Motility ring diameters of the wild type 14028s strain and a negative control (fliA) were compared to preA, preB, and preAB strains. Signaling molecules were tested for see more possible affects on motility. (A) 20 μM AI-2 (dark bars) or an equal volume of buffer (light bars) GSK1838705A chemical structure were added to the medium. (B) 50 μM epinephrine (dissolved in acidified water, dark bars) or an equal volume of acidified water (light bars)

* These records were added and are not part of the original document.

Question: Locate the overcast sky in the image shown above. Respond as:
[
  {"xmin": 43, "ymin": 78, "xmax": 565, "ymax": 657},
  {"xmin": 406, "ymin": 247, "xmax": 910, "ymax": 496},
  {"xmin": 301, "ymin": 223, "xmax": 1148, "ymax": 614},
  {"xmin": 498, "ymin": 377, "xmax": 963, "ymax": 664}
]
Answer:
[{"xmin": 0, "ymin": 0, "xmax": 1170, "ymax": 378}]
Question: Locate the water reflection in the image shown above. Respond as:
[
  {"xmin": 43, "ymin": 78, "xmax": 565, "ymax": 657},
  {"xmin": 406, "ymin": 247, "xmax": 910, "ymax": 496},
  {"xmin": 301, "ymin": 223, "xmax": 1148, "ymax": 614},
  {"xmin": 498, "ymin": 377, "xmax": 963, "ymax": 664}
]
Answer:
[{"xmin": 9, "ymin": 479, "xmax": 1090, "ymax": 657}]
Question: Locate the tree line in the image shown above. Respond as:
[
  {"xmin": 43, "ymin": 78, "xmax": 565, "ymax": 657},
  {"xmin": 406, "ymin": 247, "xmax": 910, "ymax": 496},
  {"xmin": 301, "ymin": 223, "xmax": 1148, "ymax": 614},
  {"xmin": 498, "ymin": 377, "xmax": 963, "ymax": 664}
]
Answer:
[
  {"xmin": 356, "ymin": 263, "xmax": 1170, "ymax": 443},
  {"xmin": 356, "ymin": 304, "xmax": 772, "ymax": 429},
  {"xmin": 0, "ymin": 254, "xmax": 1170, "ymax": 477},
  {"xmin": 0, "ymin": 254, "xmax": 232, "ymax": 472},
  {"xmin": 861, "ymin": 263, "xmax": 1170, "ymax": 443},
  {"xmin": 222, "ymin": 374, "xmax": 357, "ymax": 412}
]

was added to medium. An asterisk (*) denotes statistical significance with a p-value < 0.02 as determined with a student t-test. The asterisk in (A) is in comparision of ΔpreB to the wild type strain. Overexpression of mdaB  and mutation of preB (ygiY; ) were previously shown to affect drug resistance in E. coli and oxidative stress response in Helicobacter spp. [18–20]. In addition, catalase genes appear PreA-regulated (Additional check details file 1). preAB mutant strains were therefore analyzed for resistance
to various chemicals and antibiotics, including nalidixic acid, pyrazinoic acid, H2O2, paraquat, adriamycin, and tetracycline. None of the mutants showed increased sensitivity when compared to the wild type strain (data not shown). To determine if the PreA/PreB system affects virulence, mutant and wild type strains were perorally inoculated in mice and mortality was recorded over two weeks. The preA mutant showed no virulence defect while mice infected with the preAB strain showed a consistent two day delay in mortality, but eventually all mice succumbed to infection (Fig. 4). The preAB mutant strain also demonstrated a consistent competition G protein-coupled receptor kinase infection defect (competitive index: spleen, 0.344; liver, 0.326) when co-inoculated by oral gavage with the wild type strain, which was not observed with strains containing single mutations in preA or preB (data not shown). Thus, the PreA/PreB TCS has a slight but reproducible effect on virulence in mice. Figure 4 Female BALB/c mice were inoculated with 10 6 bacteria via oral gavage and animals were monitored over a period of 13 days. Given
that invasion of the small intestine is a prerequisite to systemic infection upon oral inoculation, we also evaluated the ability of various preA/preB mutants to invade HeLa cells grown in vitro. Again, the response regulator (preA) mutant did not show any defect in invasion of HeLa cells. The preB strain showed a marginal and non-significant reduction in invasion upon 2 hours co-cultivation at a MOI = 100 (invasion ~80% of wild type), while a larger defect was observed for the preAB double mutant (~30% of WT) (Fig. 5). Therefore, the PreA/PreB TCS has a direct or indirect effect on host cell invasion. Figure 5 HeLa cell invasion assays were performed for wild type, prgH (negative control), preA, preB, and preAB strains. HeLa cells were grown to monolayer in DMEM with 10% FBS at 37°C and 5% CO2. Cells were then infected with bacteria at an MOI of 100 in 24-well plates. Data is presented as percent of wild type CFUs.